Table1 (parent) 1:n Table2 (optional) 1:n Table3 (optional) 1:n Table4 (optional)
Could be 1>2>3>4 but also 1>3>4 or 1>4 etc. Entries are also added and deleted so 1>2>3>4 can become 1>2>4. Seems impossible for me to create a proper view for this. 😅
Could you try a single table for all of these records, and then have a parent ID column that points to another record in the same table? It’s called a self join if you wanted to know more about it. But it only works if the records are the same type of record.

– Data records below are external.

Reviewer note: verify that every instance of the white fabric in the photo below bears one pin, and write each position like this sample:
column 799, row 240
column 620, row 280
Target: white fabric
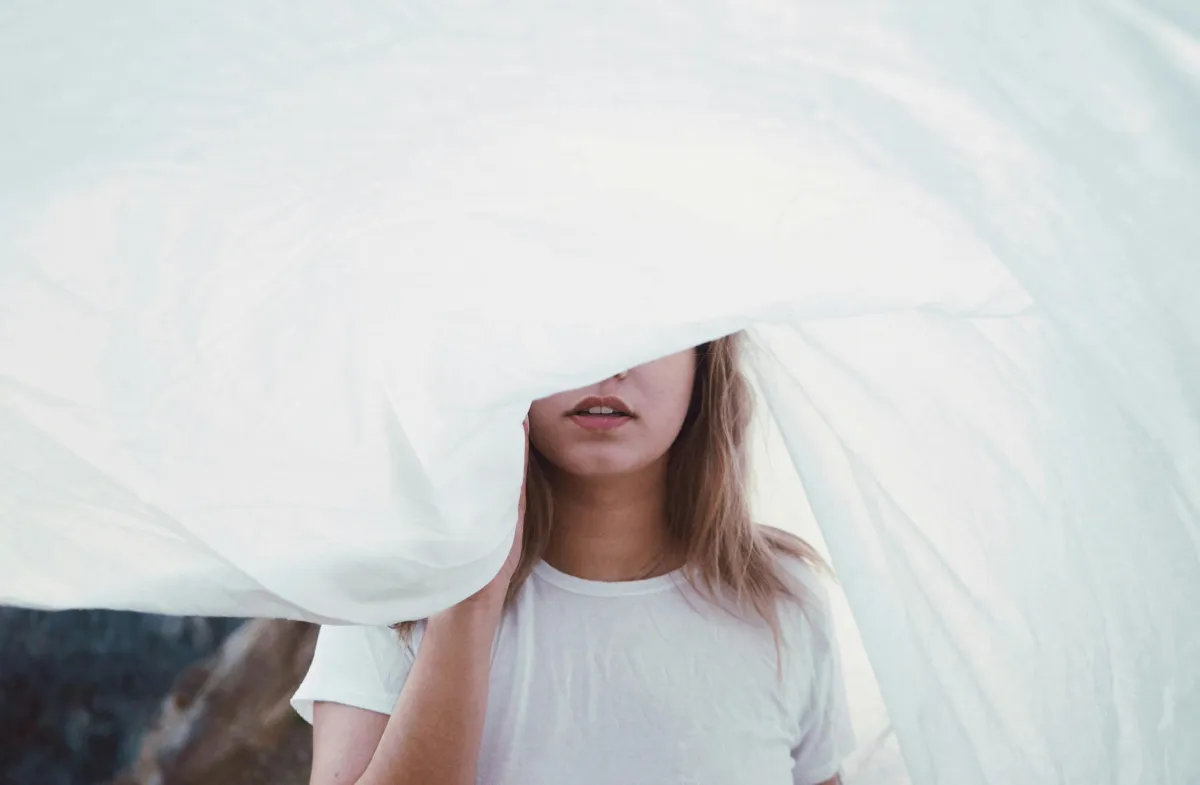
column 631, row 682
column 279, row 282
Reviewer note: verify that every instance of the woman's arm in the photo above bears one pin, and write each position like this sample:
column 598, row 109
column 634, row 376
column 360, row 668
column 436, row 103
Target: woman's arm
column 435, row 732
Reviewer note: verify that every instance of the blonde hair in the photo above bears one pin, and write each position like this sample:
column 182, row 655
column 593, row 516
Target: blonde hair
column 727, row 557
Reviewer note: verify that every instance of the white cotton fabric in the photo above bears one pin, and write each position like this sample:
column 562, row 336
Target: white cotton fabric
column 277, row 285
column 628, row 682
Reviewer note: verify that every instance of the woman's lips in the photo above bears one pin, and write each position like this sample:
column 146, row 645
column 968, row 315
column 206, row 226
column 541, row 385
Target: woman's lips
column 599, row 421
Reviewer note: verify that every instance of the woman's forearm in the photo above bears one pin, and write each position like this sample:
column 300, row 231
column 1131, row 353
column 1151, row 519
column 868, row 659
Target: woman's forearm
column 435, row 731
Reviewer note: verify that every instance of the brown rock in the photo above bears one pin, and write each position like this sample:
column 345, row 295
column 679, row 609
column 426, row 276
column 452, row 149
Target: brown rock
column 227, row 720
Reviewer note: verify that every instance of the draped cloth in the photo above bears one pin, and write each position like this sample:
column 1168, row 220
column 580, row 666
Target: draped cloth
column 279, row 282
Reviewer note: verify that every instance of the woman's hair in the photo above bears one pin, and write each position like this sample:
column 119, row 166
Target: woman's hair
column 727, row 556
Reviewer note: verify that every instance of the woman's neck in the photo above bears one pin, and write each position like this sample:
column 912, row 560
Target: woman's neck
column 612, row 528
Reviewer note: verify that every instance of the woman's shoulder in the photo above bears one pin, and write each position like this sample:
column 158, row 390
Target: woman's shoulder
column 807, row 601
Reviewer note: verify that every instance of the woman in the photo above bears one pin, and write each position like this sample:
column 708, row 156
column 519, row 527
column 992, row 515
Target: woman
column 641, row 630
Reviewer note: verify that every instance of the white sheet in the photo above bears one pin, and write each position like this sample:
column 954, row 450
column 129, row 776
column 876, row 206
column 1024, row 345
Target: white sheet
column 277, row 285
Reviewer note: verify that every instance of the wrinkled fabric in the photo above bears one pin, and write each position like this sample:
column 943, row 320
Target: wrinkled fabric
column 279, row 283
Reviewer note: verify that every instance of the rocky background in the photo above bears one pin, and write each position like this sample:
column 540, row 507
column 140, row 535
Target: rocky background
column 81, row 689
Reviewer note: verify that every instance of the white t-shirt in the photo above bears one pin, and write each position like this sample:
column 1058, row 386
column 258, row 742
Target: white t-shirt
column 598, row 683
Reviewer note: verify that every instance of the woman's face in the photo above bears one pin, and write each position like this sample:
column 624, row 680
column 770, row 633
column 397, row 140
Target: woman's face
column 618, row 426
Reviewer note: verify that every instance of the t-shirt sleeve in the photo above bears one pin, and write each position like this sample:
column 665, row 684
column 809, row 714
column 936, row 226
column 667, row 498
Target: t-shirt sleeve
column 360, row 666
column 826, row 735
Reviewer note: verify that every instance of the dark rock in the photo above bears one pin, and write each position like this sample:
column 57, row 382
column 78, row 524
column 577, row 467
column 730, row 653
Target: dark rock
column 78, row 688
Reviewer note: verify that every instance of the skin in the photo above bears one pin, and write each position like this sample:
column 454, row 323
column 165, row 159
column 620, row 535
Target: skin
column 609, row 526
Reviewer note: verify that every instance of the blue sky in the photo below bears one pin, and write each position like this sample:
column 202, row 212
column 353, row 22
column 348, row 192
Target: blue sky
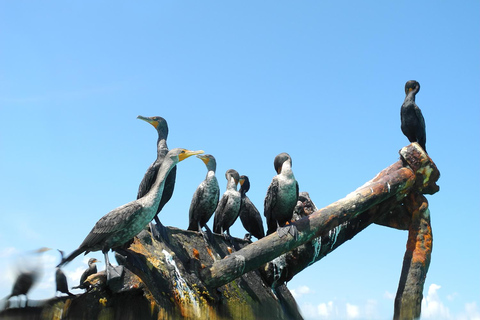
column 244, row 81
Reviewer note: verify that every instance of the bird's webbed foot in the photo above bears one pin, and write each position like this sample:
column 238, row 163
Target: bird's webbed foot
column 159, row 231
column 114, row 273
column 248, row 237
column 288, row 229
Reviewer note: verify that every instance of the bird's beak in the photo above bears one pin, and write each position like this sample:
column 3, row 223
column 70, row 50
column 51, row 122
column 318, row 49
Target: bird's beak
column 205, row 159
column 149, row 120
column 188, row 153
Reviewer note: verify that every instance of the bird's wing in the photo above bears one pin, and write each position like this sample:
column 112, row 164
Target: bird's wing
column 296, row 184
column 148, row 180
column 421, row 135
column 269, row 204
column 256, row 227
column 111, row 222
column 218, row 219
column 168, row 188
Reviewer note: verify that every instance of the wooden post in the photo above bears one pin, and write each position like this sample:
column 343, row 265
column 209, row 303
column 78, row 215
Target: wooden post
column 416, row 261
column 415, row 170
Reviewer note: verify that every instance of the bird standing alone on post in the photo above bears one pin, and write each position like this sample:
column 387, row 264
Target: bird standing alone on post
column 413, row 123
column 160, row 124
column 282, row 195
column 205, row 198
column 249, row 215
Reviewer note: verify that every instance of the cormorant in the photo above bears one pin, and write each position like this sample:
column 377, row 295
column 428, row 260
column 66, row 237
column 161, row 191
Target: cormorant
column 123, row 223
column 205, row 198
column 282, row 195
column 61, row 279
column 92, row 269
column 146, row 184
column 27, row 277
column 413, row 123
column 229, row 206
column 249, row 215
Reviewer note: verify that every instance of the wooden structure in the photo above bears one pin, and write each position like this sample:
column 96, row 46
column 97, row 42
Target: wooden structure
column 190, row 278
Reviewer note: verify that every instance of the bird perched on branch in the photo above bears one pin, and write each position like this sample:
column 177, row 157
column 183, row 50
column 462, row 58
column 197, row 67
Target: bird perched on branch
column 160, row 124
column 413, row 123
column 61, row 279
column 120, row 225
column 282, row 195
column 249, row 215
column 92, row 269
column 205, row 198
column 229, row 205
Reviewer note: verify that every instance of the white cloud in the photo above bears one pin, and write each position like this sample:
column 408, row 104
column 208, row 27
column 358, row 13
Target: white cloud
column 300, row 291
column 389, row 295
column 325, row 310
column 353, row 311
column 432, row 307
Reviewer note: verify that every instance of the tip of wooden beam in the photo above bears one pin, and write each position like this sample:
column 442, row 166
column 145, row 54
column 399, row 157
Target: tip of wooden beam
column 425, row 170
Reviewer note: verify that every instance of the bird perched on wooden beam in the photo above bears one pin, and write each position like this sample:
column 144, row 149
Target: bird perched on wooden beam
column 413, row 123
column 281, row 199
column 120, row 225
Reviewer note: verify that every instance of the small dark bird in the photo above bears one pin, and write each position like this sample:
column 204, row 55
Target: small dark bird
column 281, row 199
column 61, row 280
column 229, row 206
column 249, row 215
column 160, row 124
column 27, row 277
column 205, row 198
column 92, row 269
column 120, row 225
column 413, row 123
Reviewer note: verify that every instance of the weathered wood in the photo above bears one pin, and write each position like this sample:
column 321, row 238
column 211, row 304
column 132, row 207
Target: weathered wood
column 395, row 181
column 416, row 169
column 187, row 277
column 416, row 261
column 293, row 262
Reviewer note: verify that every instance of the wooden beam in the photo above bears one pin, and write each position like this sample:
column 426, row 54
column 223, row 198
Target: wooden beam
column 415, row 169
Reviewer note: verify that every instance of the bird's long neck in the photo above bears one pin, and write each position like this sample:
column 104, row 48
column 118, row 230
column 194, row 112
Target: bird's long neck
column 410, row 96
column 287, row 169
column 162, row 148
column 210, row 174
column 154, row 195
column 231, row 185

@DatabaseStar unfortunately the four tables store vastly different types of information. I guess my only option is to write a query for each possible combination, manually declaring null for the rows of the tables that arent included in the case and then union them together. Thx anyways. Real quality channel 😊👍
I like option 3.
That's good to know
vote for option 5 with no referential integrity whatsoever and actually deleting promptly comments, as they're mostly polluting. Including this one :(
Haha good one! Thanks for sharing :)
Should an SQL beginner even look at this video?
From the commentator's profile photos, this is the stuff of legends, I reckon some of them wrote SQL 1.0 😅😂😂😂
I think it's more of an intermediate problem. If you're new to SQL, you probably won't need to know this or understand all of this video. But you'll likely come across this problem in your project or career at some point.
@KenyanNetHunter - haha thanks! I'm not that old but I'm glad you like the content.